Senators look like they'll need a bit of Senate magic to bring the immigration bill to a swift conclusion, and even more of it to figure out a way to avert an increase in student loan interest rates.
Absent an agreement on amendments and yielding back debate time, senators face a long slog before inevitable passage of the immigration package with a significant majority backing it. Senators can shortcut anything by unanimous consent, but without that, here's the timeline for the five remaining immigration votes:
- A vote to adopt the omnibus amendment that includes the "border surge" from GOP Sens. Bob Corker of Tennessee and John Hoeven of North Dakota could happen as early as 1 a.m. Wednesday.
- Right after that, the Senate would vote on a procedural motion to limit debate, or invoke cloture, on the amendment reported by the Judiciary Committee, with all the other changes added on the floor.
- The actual vote to adopt that substitute amendment would come due 30 hours thereafter, probably sometime before 8 a.m. Thursday.
- That would be followed by a vote on the cloture motion to bring to a close debate on the whole thing, with another 30 hours to wait before the vote on final passage.
- So, if Senate Majority Leader Harry Reid, D-Nev., finds that Republicans want him to grind through everything, the bill could still be done Friday afternoon, allowing him to meet his goal of getting out of town for the July Fourth recess with the immigration bill passed.
"You're asking me a process question. I simply don't know the answer," McConnell said. "I do think we're moving toward completion of the bill. It won't surprise you to know that in a minority, we'd rather have more amendments rather than fewer. And we're still hoping to get additional amendments. Whether we do or don't, it looks to me like the bill is headed toward completion later this week."
Under the current procedural situation, any additional amendment votes would require unanimous consent. Multiple senators said there's work under way on an agreement that could include as many as 20 amendment votes, likely in exchange for cutting down on the amount of time that the Senate needs to burn before passing the bill.
Sen. Saxby Chambliss said that he wants to see changes to the bill's agreement on agricultural employment. The Georgia Republican was one of several senators unable to make Monday's test vote because of flight delays. He later announced he would have voted against limiting debate on moving ahead, which got 67 supporters.
"Right now, it's frankly too easy under the base bill here in agriculture to get a green card, and it needs to be tightened up," Chambliss said. "It's too easy to get a green card ... and that's not what getting a green card should be all about, and it needs to be fair and equitable across the board."
"We're trying to get amendments down to a reasonable number," immigration "gang of eight" member John McCain said. "A number of people want amendments. Now, whether it decides a vote or not is not totally clear."

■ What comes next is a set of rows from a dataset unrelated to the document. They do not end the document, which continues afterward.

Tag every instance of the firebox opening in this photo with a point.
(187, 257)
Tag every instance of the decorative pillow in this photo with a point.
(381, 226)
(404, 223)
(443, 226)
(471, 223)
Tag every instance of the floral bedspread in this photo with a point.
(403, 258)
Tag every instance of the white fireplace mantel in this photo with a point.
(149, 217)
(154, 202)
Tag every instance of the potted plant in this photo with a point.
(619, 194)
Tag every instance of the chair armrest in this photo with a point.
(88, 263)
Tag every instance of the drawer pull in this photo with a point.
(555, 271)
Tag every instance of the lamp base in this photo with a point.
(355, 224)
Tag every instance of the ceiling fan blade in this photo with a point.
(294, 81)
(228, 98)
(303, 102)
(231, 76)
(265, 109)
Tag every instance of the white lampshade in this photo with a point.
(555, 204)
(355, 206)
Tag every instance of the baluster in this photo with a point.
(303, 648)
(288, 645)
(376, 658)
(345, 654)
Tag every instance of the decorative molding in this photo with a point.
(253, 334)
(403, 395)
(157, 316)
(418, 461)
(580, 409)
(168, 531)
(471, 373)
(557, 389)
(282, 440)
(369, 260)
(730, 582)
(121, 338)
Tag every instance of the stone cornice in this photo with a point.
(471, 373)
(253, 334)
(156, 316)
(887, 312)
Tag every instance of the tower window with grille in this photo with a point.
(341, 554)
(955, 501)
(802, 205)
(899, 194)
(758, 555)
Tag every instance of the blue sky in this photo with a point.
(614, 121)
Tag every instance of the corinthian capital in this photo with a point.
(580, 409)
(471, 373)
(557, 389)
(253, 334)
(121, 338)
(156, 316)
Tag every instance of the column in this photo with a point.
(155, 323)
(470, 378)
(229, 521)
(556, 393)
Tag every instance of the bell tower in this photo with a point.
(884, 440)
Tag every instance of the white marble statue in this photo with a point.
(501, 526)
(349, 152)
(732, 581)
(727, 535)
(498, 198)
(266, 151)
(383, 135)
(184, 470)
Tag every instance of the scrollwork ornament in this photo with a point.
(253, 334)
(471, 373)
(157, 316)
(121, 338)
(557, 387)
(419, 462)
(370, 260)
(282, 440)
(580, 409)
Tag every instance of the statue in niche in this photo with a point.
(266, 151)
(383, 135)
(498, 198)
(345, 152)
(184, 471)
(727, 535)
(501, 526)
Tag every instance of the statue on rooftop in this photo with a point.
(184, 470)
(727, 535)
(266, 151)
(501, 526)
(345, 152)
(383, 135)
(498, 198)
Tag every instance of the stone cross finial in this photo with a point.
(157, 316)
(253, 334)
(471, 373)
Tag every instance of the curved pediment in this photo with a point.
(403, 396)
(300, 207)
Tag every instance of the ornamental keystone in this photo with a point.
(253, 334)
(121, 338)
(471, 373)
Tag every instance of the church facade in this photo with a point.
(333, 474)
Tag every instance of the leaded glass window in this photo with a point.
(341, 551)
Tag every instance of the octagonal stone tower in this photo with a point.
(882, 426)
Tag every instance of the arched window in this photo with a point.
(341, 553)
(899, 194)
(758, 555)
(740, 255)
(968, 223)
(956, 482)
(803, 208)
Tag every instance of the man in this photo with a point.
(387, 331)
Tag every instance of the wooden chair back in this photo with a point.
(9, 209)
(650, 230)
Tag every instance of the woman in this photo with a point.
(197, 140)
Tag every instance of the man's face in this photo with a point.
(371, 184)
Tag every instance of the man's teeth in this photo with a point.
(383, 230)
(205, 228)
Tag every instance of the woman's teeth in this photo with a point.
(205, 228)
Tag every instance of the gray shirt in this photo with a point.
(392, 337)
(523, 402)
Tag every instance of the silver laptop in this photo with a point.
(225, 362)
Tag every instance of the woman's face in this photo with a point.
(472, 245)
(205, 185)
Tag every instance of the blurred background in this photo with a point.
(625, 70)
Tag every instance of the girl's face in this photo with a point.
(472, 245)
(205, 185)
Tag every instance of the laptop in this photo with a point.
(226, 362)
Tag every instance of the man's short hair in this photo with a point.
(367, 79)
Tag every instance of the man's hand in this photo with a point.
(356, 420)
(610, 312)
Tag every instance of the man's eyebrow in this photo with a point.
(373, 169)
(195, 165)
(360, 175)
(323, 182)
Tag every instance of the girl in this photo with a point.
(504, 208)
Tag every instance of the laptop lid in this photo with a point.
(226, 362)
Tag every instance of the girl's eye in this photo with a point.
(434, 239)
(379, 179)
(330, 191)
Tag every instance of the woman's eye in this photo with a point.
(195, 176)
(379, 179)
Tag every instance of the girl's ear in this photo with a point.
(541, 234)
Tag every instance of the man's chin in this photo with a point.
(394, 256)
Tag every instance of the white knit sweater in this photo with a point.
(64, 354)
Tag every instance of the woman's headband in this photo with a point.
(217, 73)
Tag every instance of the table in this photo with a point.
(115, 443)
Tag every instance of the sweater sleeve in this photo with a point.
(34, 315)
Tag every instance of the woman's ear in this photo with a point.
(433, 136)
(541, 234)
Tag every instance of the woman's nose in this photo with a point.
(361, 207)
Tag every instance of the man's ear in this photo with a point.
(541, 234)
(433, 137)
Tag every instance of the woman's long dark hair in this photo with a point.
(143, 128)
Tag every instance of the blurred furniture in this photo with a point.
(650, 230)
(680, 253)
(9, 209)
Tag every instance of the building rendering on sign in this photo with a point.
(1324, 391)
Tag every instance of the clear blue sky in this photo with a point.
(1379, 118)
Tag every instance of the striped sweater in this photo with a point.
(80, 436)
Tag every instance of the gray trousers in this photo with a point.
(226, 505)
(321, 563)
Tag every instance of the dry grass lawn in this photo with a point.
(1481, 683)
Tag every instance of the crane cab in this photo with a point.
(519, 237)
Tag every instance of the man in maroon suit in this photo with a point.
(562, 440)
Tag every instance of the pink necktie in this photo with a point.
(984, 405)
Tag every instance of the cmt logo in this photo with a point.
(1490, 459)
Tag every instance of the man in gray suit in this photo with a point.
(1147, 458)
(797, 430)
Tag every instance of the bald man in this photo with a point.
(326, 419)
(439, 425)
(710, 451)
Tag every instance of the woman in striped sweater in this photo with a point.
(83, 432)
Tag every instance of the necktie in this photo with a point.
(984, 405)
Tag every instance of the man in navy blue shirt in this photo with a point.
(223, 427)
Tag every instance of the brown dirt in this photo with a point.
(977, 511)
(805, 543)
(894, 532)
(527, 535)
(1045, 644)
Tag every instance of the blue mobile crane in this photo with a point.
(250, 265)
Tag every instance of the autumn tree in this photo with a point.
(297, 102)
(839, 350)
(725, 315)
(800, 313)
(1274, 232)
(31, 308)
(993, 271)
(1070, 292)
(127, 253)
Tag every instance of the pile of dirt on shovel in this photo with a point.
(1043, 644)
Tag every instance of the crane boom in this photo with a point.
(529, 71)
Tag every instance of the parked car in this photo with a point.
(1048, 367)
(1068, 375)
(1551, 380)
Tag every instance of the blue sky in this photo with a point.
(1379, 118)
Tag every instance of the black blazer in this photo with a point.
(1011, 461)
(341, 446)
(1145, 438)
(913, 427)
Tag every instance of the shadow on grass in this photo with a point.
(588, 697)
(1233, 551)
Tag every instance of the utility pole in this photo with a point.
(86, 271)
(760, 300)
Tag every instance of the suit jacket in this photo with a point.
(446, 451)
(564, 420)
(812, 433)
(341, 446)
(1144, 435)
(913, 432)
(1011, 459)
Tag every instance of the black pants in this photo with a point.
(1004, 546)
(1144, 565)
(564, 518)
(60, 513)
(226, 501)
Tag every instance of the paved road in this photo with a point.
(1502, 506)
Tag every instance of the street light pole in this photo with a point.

The Arizona Republican praised an amendment regarding E-Verify for employment that's been championed by Sen. Rob Portman, R-Ohio. While it could have been included in the catch-all package that faced a successful test vote Monday, McCain said that Portman seeks a specific vote.
"I think it's very good. I think both sides have agreed to it. He would like to have a debate, some more debate, discussion of it and a vote on it because he thinks it's that important, and it's not unusual for a senator to want that," McCain said.
A Democratic aide signaled that an amendment agreement under discussion as the chamber broke for lunch Tuesday was facing objection from the Republican side.
Separately, a deal to avert an increase in student loan interest rates before July 1, looked like a long shot Tuesday afternoon, with Reid conceding that moving on the legislation quickly may not be possible.
Still, Reid said that he continued to meet with senators in both parties on the issue, including Republicans Lamar Alexander of Tennessee and Richard M. Burr of North Carolina, and Iowa Democrat Tom Harkin. Reid, McConnell, Speaker John A. Boehner, R-Ohio, and House Minority Leader Nancy Pelosi, D-Calif., were expected to talk about student loans, among other things, with President Barack Obama at the White House on Tuesday afternoon as well.
A lot of work ahead, it seems, but as Reid himself once said, "Always remember, because you've seen it as often as I have: Magic occurs on Thursday night."